I don’t want to be a reverse sexist, but the second class, which consited of about 8 women and 4 men, was a big relief. It was also more ethnically diverse, with most of the students being from Eastern/Central Europe. Even our token American was much cooler! The teacher generally had higher standards, we spoke exclusively in German (it was also a higher level class, but still there was too much English in the first one), and what made the class very fun is that she had a theme and a concept, both for the whole class, and for each week. Everything was built around that concept, assignments, class discussions, excursions, and so on. For example on one week we talked about immigration in Berlin, read relevant articles, both historical and current, then looked at lingustic variations in the German spoken by certain immigrant groups, and on the excursion day visited two parts of Berlin heavily influenced by in-migration: one by Turkish workers, and one by yuppies from West Germany and English-speaking cyber-commuters.

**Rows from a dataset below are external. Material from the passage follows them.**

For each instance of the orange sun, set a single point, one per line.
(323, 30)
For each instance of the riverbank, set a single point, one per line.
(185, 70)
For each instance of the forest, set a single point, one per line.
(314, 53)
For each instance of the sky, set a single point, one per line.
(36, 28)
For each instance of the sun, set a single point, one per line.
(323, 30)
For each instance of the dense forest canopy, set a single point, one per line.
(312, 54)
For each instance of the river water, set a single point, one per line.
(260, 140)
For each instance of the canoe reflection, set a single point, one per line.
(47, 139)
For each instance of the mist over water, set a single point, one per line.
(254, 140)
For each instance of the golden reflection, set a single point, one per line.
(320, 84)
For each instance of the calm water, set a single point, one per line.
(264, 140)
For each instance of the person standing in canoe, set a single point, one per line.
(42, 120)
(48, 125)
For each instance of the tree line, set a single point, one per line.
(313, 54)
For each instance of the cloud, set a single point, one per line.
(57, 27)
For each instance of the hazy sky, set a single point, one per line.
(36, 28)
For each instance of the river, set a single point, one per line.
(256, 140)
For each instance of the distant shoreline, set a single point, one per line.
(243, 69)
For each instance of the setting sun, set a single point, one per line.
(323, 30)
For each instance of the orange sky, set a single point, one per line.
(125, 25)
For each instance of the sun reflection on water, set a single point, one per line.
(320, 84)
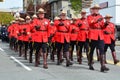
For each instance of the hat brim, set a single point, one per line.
(41, 12)
(83, 12)
(95, 8)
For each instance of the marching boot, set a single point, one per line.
(105, 58)
(59, 58)
(115, 58)
(68, 63)
(71, 55)
(87, 56)
(30, 57)
(36, 60)
(77, 55)
(45, 66)
(25, 55)
(52, 56)
(20, 52)
(39, 55)
(80, 58)
(102, 61)
(90, 63)
(98, 55)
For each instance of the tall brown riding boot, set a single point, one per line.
(105, 58)
(80, 58)
(68, 63)
(36, 60)
(20, 51)
(71, 55)
(77, 52)
(102, 61)
(25, 55)
(98, 54)
(45, 66)
(90, 63)
(115, 58)
(30, 57)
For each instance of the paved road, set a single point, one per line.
(13, 67)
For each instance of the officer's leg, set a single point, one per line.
(12, 43)
(87, 48)
(37, 48)
(26, 49)
(20, 43)
(112, 47)
(66, 53)
(44, 51)
(93, 44)
(98, 54)
(72, 43)
(81, 44)
(105, 50)
(16, 45)
(59, 48)
(102, 57)
(77, 51)
(53, 51)
(31, 52)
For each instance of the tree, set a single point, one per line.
(76, 5)
(5, 18)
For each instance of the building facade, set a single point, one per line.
(58, 5)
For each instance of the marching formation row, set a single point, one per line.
(60, 36)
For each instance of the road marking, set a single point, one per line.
(95, 58)
(24, 66)
(108, 61)
(2, 49)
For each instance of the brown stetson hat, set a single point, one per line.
(108, 16)
(41, 10)
(96, 6)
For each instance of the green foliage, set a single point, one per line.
(5, 18)
(76, 5)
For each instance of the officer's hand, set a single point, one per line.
(37, 28)
(30, 38)
(24, 33)
(19, 34)
(105, 32)
(100, 19)
(106, 24)
(79, 24)
(61, 24)
(24, 29)
(73, 30)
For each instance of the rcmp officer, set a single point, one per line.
(26, 34)
(96, 24)
(73, 36)
(41, 37)
(11, 34)
(109, 37)
(31, 38)
(63, 38)
(82, 23)
(52, 31)
(20, 36)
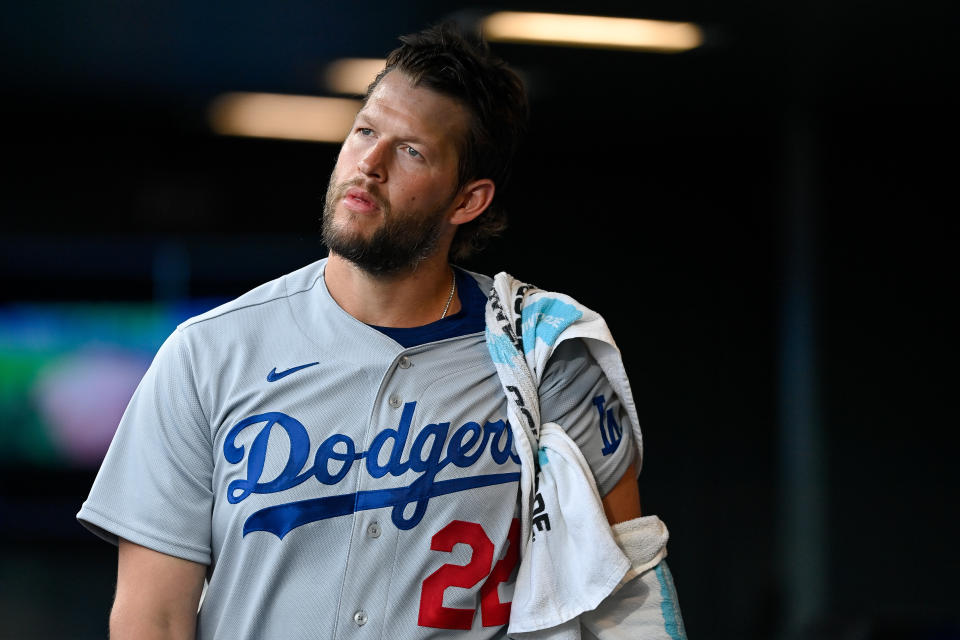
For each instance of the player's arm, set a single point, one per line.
(623, 501)
(157, 595)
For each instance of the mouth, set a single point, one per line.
(360, 201)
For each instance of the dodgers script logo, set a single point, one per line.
(463, 449)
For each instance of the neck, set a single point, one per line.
(406, 299)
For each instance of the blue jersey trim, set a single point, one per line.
(470, 318)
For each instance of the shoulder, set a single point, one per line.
(242, 309)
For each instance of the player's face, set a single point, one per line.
(395, 182)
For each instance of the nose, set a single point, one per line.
(371, 163)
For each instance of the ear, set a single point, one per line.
(472, 200)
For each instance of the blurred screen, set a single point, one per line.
(67, 372)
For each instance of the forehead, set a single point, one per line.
(416, 112)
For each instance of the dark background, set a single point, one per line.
(767, 223)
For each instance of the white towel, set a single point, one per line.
(576, 563)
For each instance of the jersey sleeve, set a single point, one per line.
(154, 487)
(575, 393)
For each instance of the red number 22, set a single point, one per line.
(492, 612)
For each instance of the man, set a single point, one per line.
(328, 455)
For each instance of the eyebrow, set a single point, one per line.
(364, 116)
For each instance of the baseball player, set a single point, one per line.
(329, 456)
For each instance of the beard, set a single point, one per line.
(402, 242)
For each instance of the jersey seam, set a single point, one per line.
(152, 536)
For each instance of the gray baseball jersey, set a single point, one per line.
(337, 483)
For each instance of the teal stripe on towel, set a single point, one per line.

I think she developed this as a way to keep the class interesting both for herself and for the students. I find that I do similar things in the classes I teach. I teach public speaking and I draw a lot of my examples and my topics for discussion from immigration-related news. This seems to work well since the majority of my students are immigrants or children of immigrants. (And I mean, like 90%, with another 5% being grandchildren of immigrants maybe. Yay urban NY college!)

Anyway, I learned a lot from her not just about German, or just about Berlin, but also about teaching. Thank you, Lucia!

I think I will do one more post about Berlin before I quit the subject, on the “city tour” I developed for a friend of mine that was visiting. I am wondering what I could use to design a map to go with it. Any suggestions from you travel bloggers?